As sociedades disciplinares procedem à organização dos grandes meios de confinamento. Estes visam concentrar, distribuir no espaço, ordenar no tempo e compor no espaço-tempo uma força produtiva com efeito superior à soma das forças elementares.

Esse modelo sucede as sociedades de soberania, cujos objetivos eram mais do que organizar a produção, decidiam sobre a morte mais do que geravam a vida. Eram extremamente repressores. Napoleão marcou a transição de um modelo ao outro.

Após a Segunda Guerra Mundial, a sociedade disciplinar encontrou uma forte crise generalizada a todos os meios de confinamento, em que toda a agonia acarretou o surgimento de um novo modelo de organização – as sociedades de controle, que designa a sociedade atual.

Como exemplos, na crise do hospital como meio de confinamento, a setorização, os hospitais-dia, o atendimento a domicílio puderam marcar de início novas liberdades, porém também passaram a integrar mecanismos de controle que rivalizam com os mais duros confinamentos, o que merece já uma nova reflexão.

Os confinamentos são moldes, distintas moldagens, mas os controles são uma modulação, como uma moldagem auto-deformante que mudasse continuamente a cada instante.

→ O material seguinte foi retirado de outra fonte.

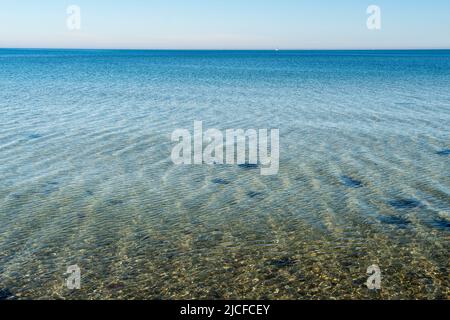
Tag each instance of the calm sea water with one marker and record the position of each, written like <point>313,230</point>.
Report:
<point>86,176</point>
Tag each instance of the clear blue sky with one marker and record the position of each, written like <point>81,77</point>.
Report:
<point>225,24</point>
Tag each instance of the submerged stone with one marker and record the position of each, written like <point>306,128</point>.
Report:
<point>115,202</point>
<point>441,224</point>
<point>220,181</point>
<point>283,262</point>
<point>394,220</point>
<point>351,182</point>
<point>445,152</point>
<point>5,294</point>
<point>404,203</point>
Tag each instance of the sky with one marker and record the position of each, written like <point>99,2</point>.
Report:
<point>225,24</point>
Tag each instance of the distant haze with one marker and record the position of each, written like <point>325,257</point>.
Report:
<point>225,24</point>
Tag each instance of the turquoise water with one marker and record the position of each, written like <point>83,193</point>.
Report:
<point>87,178</point>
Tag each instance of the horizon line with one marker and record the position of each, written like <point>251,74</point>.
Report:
<point>237,49</point>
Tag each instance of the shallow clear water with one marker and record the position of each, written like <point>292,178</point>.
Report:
<point>86,176</point>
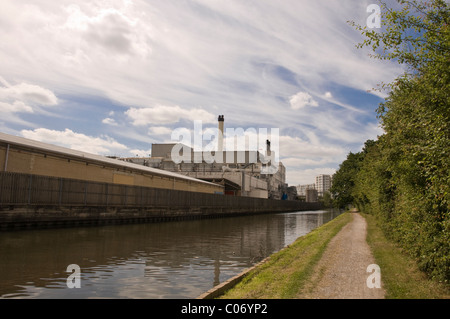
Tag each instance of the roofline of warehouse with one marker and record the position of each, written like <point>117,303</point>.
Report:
<point>80,155</point>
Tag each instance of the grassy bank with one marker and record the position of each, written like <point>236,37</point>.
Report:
<point>400,275</point>
<point>287,272</point>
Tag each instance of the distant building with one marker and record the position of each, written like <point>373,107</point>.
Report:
<point>301,189</point>
<point>323,184</point>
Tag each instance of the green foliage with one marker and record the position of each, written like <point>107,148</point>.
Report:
<point>404,177</point>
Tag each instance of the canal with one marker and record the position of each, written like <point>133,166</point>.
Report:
<point>155,260</point>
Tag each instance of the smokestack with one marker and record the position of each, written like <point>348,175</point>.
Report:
<point>220,139</point>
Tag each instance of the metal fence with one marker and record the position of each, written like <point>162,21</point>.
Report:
<point>26,189</point>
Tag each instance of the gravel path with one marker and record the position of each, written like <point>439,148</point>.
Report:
<point>342,271</point>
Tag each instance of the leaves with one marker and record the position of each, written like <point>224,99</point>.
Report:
<point>404,177</point>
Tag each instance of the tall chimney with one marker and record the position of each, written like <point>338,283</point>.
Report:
<point>220,139</point>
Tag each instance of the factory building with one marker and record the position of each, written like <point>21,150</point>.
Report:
<point>241,173</point>
<point>20,155</point>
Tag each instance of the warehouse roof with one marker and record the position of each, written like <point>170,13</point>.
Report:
<point>67,152</point>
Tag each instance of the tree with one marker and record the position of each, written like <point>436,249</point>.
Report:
<point>405,178</point>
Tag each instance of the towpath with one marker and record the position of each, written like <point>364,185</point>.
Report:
<point>342,271</point>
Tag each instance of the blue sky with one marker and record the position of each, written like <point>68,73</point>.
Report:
<point>112,77</point>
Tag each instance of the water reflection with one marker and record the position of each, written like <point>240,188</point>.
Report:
<point>163,260</point>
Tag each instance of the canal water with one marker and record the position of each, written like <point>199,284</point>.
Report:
<point>156,260</point>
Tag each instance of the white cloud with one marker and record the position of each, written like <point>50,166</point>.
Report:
<point>103,145</point>
<point>248,60</point>
<point>160,130</point>
<point>23,97</point>
<point>167,115</point>
<point>15,107</point>
<point>301,100</point>
<point>109,121</point>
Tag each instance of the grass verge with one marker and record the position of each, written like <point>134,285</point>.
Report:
<point>284,275</point>
<point>399,273</point>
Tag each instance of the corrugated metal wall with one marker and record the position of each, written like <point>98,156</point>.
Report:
<point>25,189</point>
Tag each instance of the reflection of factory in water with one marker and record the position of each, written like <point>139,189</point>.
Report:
<point>169,259</point>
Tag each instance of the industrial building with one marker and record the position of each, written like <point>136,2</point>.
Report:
<point>21,155</point>
<point>243,173</point>
<point>323,184</point>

Numa sociedade de controle, a empresa substituiu a fábrica e tornou-se a alma do sistema.

A situação de empresa pode ser adequadamente expressa através dos jogos de televisão idiotas. A fábrica constituía os indivíduos em um só corpo, sendo cada elemento vigiado; e a massa coletiva formava sindicatos mobilizando a resistência. Já a empresa introduz sempre uma rivalidade inexplicável como sã emulação, excelente motivação que contrapõe os indivíduos entre si e atravessa cada um, dividindo-o em si mesmo.

Nas sociedades de disciplina não se parava de recomeçar, enquanto nas de controle nunca se termina nada, a empresa, a formação, o serviço sendo os estados metaestáveis e coexistentes de uma mesma modulação, como que de um deformador universal.

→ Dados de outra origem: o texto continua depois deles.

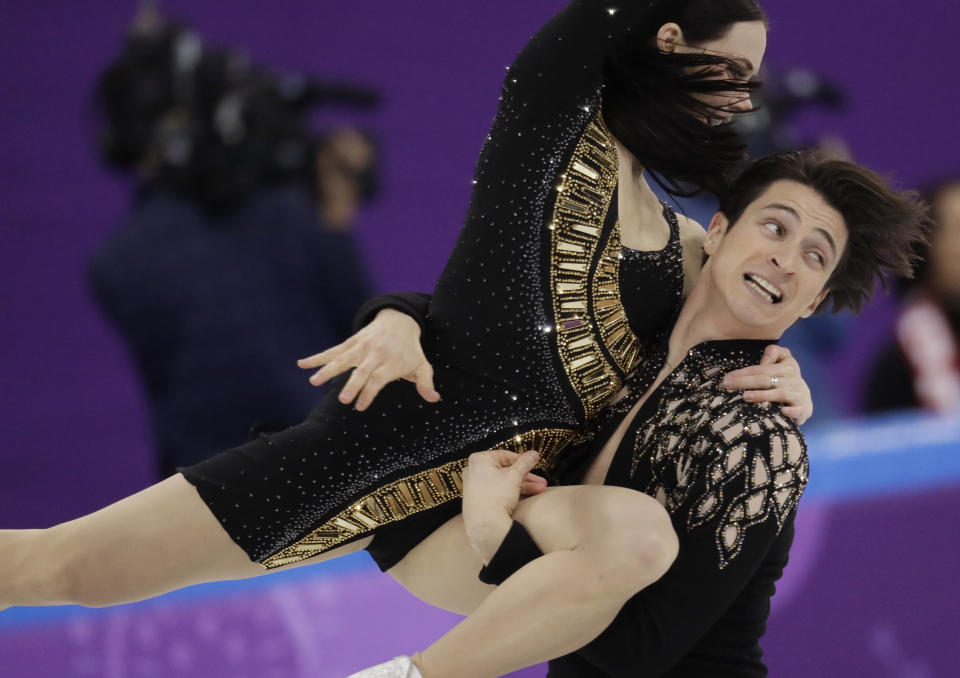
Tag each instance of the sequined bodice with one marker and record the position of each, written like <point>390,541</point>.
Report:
<point>651,315</point>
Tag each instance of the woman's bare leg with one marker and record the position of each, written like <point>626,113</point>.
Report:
<point>602,545</point>
<point>155,541</point>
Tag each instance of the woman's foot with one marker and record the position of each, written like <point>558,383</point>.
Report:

As sociedades disciplinares possuem dois pólos: a assinatura que indica o indivíduo e o número de matrícula que indica sua posição numa massa. Já nas sociedades de controle o essencial é a cifra, uma senha, ao passo que as disciplinares são reguladas por palavras de ordem. A linguagem numérica do controle é feita de cifras, que marcam o acesso à informação ou à rejeição. O dinheiro exprime bem a distinção entre as duas sociedades, vista que a disciplina sempre se referiu a moedas cunhadas em ouro. A velha toupeira monetária é o animal dos meios de confinamento, mas a serpente o é das sociedades de controle. Este é mais esperto atualmente, sutil, embora não menos poderoso e perverso.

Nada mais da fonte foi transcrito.